"The wind's good and strong, now," he observed. "Let's find out. You've got the starting system all set?"

Sandringham waved his hand. There was a high-voltage battery set. It was of a type designed for blasting on airless planets, but that did not matter. Its cables led snakily for a couple of hundred feet to a very small pile of grayish soil which had been taken out of a bore-hole. They went over that untidy heap and down into the ground. Hardwick took hold of the firing-handle. He paused.

"How about highways?" he asked. "There might be some steam out of this hole."

"All allowed for," said Sandringham. "Go ahead."

There was a gust of wind strong enough to knock a man down. There was a humming sound in the air, as storm-wind beat upon the four-thousand-foot cliff and poured over its top. There were gradually rising waves, below. The sky was gray. The sea was slate-colored. Far, far to windward, the white line of pouring rain upon the water came marching toward the island.

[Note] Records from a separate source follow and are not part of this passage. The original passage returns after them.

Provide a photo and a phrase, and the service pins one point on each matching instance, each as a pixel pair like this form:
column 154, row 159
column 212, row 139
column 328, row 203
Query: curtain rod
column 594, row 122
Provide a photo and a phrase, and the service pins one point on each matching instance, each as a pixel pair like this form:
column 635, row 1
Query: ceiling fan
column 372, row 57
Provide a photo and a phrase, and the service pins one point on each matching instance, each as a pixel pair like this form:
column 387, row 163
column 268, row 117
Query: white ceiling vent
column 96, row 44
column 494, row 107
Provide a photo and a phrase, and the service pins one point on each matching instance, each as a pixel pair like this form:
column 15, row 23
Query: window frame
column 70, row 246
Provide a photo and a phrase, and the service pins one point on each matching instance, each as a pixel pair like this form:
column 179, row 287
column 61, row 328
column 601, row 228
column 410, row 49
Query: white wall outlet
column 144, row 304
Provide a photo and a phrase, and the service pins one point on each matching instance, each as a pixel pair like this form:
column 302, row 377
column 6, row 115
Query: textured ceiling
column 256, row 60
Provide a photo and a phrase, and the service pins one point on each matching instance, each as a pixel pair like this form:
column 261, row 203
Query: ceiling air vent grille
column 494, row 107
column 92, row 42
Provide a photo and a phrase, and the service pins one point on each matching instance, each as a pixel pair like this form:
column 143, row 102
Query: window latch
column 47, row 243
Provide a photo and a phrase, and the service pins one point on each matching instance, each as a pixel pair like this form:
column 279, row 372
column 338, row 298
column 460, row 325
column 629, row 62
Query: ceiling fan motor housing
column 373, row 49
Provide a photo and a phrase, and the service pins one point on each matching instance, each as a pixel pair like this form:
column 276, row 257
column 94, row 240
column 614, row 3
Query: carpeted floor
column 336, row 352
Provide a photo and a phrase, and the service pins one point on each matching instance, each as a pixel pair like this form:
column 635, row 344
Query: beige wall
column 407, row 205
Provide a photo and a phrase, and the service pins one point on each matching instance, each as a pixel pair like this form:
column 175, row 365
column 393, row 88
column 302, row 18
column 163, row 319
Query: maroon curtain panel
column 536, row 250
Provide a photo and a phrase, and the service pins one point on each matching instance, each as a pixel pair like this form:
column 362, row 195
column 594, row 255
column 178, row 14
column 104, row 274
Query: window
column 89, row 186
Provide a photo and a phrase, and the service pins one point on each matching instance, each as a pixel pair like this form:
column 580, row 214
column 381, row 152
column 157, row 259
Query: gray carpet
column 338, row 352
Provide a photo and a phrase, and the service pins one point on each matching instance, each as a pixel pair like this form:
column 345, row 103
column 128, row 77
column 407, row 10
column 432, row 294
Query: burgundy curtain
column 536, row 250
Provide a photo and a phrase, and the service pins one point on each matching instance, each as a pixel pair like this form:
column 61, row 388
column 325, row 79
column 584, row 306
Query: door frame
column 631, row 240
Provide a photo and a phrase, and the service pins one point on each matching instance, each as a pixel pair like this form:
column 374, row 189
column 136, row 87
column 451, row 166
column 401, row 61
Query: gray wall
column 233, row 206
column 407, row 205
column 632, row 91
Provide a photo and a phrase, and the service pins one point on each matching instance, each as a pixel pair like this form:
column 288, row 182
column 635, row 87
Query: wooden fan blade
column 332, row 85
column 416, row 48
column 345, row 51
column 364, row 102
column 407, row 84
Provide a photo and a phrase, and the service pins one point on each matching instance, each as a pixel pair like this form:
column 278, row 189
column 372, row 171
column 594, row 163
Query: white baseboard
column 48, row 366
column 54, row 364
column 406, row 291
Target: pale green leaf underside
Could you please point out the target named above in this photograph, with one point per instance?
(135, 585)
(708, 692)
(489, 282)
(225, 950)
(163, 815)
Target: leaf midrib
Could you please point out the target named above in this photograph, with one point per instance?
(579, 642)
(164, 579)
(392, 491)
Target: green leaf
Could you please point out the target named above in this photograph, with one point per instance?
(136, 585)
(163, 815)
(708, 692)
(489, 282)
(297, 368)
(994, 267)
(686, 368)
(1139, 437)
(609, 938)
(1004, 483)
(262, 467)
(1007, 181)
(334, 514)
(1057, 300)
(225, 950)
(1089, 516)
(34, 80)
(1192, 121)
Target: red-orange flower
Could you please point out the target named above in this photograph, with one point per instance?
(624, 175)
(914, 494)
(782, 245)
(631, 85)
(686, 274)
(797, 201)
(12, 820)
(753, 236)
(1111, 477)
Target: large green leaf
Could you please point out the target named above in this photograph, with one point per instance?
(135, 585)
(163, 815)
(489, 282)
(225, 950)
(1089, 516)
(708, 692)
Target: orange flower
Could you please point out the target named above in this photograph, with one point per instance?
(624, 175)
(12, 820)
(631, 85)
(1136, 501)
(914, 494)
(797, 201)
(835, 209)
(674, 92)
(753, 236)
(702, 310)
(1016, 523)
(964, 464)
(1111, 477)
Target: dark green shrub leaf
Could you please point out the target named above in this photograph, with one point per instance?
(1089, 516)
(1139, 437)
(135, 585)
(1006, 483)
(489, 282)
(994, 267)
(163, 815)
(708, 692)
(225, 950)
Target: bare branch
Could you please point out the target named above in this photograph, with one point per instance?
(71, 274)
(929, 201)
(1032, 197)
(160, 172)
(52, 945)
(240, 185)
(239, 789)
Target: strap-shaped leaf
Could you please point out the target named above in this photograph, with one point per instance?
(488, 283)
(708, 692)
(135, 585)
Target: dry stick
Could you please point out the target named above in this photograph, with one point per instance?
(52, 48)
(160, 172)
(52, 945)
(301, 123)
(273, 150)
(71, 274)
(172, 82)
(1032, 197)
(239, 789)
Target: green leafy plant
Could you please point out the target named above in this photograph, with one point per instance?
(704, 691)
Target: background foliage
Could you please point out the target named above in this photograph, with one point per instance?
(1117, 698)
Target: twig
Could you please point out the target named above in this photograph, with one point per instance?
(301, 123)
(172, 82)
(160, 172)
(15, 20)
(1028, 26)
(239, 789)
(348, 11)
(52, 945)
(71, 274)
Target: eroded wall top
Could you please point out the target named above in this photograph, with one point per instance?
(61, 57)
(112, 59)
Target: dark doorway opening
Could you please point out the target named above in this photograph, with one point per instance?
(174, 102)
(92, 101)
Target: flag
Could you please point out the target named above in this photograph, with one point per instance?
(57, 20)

Hardwick pumped the firing-handle.

There was a pause, while wind-gusts tore at his garments and staggered him where he stood. It was quite a long pause.

Then a white vapor came seeping out of the bore-hole. It was perfectly white. Then it came out with a sudden burst which was not in any sense explosive, but was merely a vast rushing of vaporized water. Then, a hundred yards away, there was a mistiness on the grassy surface. Still farther, a crack in the surface-soil let out a curtain of white vapor.

Here and there, everywhere, little gouts of steam poured into the air and tumbled in the storm-wind. It was notable that the steam did not come out as an invisible vapor, and condense in midair. It poured out of the ground in clouds, already condensed but thrust out by more masses of vapor behind it. It was not super-heated steam that came out. It was simply steam. Harmless steam, like the steam out of the spouts of tea kettles. But it rose from individual places everywhere. It made a massy coating of vapor which the storm-wind blew away. In seconds a half-mile of soil was venting steam; in seconds more a mile. The thick, fleecy vapor swept across the landscape. The storm-wind could only tumble it and sweep it away.

In minutes there was no part of the island to be seen at all, save only the thin line of the cliffs reaching away between dark water on the one hand and snow-white clouds of vapor on the other.